Update Fall 2024: I am actively looking for students + collaborators for Winter/Summer/Fall 2025. Please feel free to reach out (shengpu.tang [at] emory.edu)!
I am a tenure-track assistant professor of computer science at Emory University. My research focuses on developing and applying artificial intelligence methods to enhance decision making in healthcare, with a particular emphasis on reinforcement learning. Inspired by specific real-world use cases, my work identifies technical challenges and proposes novel solutions that are broadly relevant to fundamental AI/ML research. My past contributions span various technical areas including reinforcement learning (NeurIPS'23, ICML'23 workshops, NeurIPS'22 oral, NeurIPS'22 workshop, MLHC'21, ICML'20), time-series and sequence data modeling (MLHC'19), dataset bias (HealthAffairs'21), as well as translating AI solutions to advance precision medicine (IDWeek'24, AJS'21, JAMIA'20, JCO-CCI'20), with some work specifically addressing the COVID-19 pandemic (BMJ'22, AnnalsATS'20). I hope to apply my knowledge and expertise to interdisciplinary problems in healthcare and beyond.

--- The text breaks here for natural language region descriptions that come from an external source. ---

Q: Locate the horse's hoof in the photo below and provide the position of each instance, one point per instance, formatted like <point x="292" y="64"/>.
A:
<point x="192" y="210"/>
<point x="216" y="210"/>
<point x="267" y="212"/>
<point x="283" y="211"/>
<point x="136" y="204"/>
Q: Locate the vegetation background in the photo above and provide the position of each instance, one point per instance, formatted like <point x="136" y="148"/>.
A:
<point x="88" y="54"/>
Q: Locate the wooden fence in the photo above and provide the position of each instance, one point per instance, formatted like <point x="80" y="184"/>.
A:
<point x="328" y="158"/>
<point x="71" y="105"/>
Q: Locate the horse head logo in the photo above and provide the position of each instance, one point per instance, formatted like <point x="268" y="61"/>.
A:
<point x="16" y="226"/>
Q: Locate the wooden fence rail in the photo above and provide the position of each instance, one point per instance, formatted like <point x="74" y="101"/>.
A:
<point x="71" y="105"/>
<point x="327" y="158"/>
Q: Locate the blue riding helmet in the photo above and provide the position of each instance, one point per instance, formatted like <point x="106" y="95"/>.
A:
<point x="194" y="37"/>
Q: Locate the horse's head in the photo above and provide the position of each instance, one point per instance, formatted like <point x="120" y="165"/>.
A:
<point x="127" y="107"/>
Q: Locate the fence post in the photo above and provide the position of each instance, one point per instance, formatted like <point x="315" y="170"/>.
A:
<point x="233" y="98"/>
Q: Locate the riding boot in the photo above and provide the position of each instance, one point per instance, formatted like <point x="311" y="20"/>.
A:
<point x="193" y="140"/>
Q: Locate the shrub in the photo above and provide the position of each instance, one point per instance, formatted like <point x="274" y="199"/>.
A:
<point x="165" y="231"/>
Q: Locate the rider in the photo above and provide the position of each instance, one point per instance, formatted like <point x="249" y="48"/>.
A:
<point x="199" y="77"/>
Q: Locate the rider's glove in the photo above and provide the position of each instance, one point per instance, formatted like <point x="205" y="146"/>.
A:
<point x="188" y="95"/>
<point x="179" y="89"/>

I served as a main organizer for the ML4H Symposium in 2022 and 2023, and as an area chair for CHIL 2024. I also regularly review for top-tier ML venues, including NeurIPS, ICML, ICLR, AAAI, AISTATS, KDD, MLHC, CHIL, TMLR, TKDD.
I am a "Triple Wolverine" - having done my bachelor's, master's, and PhD degrees all at University of Michigan. During my PhD, I was a member of the Machine Learning for Data-Driven Decisions (MLD3) research group led by Prof. Jenna Wiens, under the Michigan AI Lab. I also collaborated with Prof. Maggie Makar at UMich, Prof. Sonali Parbhoo at Imperial, and Prof. Finale Doshi-Velez at Harvard.